The lone walker going by the war-field,

Without nothing that could be used for a shield.

He was there weeping for the ones that have gone,

Silently with no noise what he did was moan.

He lost everything to the war,

Now he is left crying with a throat so sore.

He was crying, weeping all alone,

Never could he see his child grown.

The small child who was still in his wife’s womb,

Now he has to be buried within the tomb.

He had nothing else to live for but his pain,

Which is there settled for eternity in his brain.

But all of a sudden a voice within him speak,

The voice he did seek-

“Do not cry for the dead”, it said in a firm way,

Now he knew there would come a new day.

He won’t lose himself like he lost his beloved as such,

He would now try to survive, he knew this much.

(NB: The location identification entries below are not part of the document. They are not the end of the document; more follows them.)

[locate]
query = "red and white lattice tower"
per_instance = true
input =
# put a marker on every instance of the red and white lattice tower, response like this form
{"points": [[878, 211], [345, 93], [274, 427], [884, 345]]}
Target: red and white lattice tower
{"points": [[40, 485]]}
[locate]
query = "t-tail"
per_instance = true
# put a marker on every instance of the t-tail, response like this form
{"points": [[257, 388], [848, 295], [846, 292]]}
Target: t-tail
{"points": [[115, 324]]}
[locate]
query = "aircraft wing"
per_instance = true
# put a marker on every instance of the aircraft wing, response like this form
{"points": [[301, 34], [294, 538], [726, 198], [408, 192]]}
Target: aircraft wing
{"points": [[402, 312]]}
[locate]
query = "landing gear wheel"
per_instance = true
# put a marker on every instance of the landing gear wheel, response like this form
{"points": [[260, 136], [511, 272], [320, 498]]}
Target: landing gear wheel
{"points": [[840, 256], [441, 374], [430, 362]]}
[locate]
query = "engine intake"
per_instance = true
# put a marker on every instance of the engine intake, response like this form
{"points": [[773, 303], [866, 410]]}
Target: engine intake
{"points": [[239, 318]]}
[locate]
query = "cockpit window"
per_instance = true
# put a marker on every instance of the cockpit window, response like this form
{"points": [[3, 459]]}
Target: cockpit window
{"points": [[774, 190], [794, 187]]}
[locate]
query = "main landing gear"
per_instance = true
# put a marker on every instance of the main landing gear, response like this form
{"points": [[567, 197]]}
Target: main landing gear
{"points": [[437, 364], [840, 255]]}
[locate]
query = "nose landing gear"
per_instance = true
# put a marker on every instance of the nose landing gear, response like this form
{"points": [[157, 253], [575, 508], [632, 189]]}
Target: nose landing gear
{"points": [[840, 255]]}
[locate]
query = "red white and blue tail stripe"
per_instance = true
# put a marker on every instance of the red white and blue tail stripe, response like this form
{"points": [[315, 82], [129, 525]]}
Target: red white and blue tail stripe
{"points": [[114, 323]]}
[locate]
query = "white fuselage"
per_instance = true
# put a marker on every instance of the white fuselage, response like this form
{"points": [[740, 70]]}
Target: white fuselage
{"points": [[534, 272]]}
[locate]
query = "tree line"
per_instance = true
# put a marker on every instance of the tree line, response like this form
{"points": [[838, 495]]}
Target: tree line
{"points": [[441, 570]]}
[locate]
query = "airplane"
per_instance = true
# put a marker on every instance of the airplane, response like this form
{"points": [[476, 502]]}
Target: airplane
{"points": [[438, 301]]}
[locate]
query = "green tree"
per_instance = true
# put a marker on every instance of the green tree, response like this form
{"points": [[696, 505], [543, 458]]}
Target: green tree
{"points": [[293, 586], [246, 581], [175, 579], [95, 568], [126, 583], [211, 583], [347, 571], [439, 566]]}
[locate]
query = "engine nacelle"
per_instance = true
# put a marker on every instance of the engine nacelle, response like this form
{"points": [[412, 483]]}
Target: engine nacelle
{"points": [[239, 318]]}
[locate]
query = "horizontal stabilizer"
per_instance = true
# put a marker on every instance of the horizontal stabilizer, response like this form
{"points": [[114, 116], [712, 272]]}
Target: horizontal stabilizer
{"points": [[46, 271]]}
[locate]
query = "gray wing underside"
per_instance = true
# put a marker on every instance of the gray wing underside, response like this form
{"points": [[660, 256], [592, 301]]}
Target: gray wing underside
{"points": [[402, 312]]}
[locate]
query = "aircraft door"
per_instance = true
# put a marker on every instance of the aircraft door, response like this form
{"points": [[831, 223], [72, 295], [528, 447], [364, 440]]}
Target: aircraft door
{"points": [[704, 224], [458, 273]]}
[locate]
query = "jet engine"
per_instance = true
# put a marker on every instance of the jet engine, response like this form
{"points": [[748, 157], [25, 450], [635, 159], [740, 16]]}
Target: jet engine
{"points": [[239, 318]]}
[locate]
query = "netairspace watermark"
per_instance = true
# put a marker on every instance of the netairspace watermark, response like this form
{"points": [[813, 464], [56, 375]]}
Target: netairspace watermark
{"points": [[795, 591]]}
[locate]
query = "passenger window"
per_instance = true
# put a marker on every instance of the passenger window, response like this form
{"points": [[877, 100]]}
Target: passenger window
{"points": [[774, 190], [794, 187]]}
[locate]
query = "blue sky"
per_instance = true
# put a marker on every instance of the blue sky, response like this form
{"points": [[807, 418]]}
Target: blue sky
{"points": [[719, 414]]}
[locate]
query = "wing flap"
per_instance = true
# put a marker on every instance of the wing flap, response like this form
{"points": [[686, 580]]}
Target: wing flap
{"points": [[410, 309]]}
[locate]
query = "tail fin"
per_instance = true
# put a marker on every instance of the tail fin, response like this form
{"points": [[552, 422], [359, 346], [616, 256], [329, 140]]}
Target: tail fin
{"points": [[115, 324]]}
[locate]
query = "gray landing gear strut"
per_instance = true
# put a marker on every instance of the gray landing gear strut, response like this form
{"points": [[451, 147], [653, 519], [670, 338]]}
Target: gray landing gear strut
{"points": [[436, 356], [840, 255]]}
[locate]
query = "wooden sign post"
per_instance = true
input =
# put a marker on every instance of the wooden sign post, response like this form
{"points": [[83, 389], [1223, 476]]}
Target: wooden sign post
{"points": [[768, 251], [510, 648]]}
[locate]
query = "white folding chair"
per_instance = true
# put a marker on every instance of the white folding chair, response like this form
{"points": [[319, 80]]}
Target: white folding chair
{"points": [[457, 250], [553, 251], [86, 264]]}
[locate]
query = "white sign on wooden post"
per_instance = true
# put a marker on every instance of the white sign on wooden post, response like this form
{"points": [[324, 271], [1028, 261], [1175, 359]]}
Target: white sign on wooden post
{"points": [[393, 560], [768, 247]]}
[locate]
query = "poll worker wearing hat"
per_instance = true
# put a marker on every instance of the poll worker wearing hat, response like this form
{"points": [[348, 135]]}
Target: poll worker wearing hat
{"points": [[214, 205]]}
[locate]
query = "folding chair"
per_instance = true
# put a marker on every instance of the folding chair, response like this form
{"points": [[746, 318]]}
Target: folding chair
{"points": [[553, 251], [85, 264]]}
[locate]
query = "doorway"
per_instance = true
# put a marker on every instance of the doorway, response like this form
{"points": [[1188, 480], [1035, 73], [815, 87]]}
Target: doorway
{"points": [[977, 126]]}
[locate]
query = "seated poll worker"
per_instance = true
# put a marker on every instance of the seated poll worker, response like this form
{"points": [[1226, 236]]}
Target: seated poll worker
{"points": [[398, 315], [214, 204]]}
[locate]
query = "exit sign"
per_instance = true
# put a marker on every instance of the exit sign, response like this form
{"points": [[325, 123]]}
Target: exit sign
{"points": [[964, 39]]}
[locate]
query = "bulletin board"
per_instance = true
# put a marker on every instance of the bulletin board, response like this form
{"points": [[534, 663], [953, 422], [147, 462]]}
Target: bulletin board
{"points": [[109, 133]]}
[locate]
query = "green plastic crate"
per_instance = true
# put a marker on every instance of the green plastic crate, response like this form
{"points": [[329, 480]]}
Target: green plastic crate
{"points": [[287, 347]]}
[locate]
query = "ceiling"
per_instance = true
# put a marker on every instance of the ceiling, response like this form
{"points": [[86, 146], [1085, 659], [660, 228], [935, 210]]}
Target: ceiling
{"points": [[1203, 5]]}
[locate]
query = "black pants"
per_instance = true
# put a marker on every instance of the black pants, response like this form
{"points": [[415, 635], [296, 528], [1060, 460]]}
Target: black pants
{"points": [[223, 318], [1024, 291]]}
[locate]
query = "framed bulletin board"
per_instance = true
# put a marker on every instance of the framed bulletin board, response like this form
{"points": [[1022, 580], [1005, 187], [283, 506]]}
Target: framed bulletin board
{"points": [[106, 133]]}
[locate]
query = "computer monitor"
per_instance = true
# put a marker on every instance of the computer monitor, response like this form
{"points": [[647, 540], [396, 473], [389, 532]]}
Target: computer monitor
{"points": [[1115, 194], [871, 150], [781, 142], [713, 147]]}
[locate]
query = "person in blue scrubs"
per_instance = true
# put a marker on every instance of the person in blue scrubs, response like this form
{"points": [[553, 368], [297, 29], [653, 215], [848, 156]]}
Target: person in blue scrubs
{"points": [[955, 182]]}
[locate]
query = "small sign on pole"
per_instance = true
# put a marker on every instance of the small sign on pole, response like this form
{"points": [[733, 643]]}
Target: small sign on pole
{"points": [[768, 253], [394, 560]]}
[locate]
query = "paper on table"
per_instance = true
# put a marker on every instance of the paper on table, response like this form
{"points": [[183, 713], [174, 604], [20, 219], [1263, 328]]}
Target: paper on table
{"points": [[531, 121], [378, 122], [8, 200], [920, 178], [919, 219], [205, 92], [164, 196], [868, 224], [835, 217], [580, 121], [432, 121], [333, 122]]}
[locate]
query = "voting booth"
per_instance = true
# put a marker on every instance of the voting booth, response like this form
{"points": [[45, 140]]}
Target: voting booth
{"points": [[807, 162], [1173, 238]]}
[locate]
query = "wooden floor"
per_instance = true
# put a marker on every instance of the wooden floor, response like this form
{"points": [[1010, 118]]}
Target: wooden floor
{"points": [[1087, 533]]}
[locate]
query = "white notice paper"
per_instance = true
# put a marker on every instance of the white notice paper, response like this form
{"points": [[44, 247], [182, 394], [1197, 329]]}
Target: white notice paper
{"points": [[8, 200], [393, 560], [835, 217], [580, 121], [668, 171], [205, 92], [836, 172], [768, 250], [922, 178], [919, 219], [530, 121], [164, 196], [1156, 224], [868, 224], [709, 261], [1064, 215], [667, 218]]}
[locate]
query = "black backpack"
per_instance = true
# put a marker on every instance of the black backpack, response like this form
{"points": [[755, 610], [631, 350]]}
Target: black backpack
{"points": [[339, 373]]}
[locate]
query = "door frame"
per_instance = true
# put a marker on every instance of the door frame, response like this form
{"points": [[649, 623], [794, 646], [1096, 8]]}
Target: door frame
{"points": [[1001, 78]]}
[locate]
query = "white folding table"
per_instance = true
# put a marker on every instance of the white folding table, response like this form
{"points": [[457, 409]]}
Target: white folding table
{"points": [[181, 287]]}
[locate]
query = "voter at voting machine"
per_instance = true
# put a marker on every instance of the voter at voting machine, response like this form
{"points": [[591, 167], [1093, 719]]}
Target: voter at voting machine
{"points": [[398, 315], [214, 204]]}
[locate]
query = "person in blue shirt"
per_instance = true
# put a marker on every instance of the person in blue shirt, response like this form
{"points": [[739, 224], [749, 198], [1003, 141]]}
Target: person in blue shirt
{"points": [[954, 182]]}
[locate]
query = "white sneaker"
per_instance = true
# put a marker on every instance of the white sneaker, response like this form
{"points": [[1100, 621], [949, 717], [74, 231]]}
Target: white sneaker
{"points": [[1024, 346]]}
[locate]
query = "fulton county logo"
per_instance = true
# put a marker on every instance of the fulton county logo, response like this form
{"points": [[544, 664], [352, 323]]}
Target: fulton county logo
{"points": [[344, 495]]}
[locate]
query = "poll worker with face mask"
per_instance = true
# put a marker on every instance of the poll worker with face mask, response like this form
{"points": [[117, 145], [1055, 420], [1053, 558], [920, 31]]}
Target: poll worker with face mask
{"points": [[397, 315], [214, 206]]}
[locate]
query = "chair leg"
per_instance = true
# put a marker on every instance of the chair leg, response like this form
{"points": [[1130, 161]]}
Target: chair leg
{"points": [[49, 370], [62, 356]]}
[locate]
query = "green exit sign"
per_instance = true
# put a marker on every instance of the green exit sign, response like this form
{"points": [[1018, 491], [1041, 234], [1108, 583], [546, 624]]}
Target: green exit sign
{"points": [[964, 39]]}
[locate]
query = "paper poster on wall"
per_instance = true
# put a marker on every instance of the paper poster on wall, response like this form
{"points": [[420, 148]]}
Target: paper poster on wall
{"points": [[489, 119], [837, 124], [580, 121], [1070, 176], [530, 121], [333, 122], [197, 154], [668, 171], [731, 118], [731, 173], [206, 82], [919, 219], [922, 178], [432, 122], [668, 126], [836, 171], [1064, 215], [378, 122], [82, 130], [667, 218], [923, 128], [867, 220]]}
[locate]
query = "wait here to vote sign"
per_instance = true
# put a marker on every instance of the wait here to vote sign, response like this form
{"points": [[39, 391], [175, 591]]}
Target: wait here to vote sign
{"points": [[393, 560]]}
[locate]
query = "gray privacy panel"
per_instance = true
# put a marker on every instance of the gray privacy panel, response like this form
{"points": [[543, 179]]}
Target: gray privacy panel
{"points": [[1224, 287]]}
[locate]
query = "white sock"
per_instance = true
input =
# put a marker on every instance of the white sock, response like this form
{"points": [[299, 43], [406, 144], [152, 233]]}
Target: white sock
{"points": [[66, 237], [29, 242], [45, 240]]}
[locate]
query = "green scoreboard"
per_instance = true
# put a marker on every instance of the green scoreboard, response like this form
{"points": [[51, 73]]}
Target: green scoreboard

He would live for his wife,

Dedicate to her his life.

He would live for that child, he could never know,

And love the people once again to show,

That he is still alive even after what happened to him,

And would outcast his grief full to the brim.

He would try end all this violence, so futile,

He would have to walk on a long mile.

Never would he allow anyone else to face,

He would pray to the Almighty for his grace.

The lone walker would live another life,

This time he would not allow the use of knife.

He would live, he would save,

So that not another person go in this way to grave.

The lone walker going by the war field,

With nothing that could be used as a shield,

Because he doesn’t require it anymore,

He has gained after all the ultimate lore.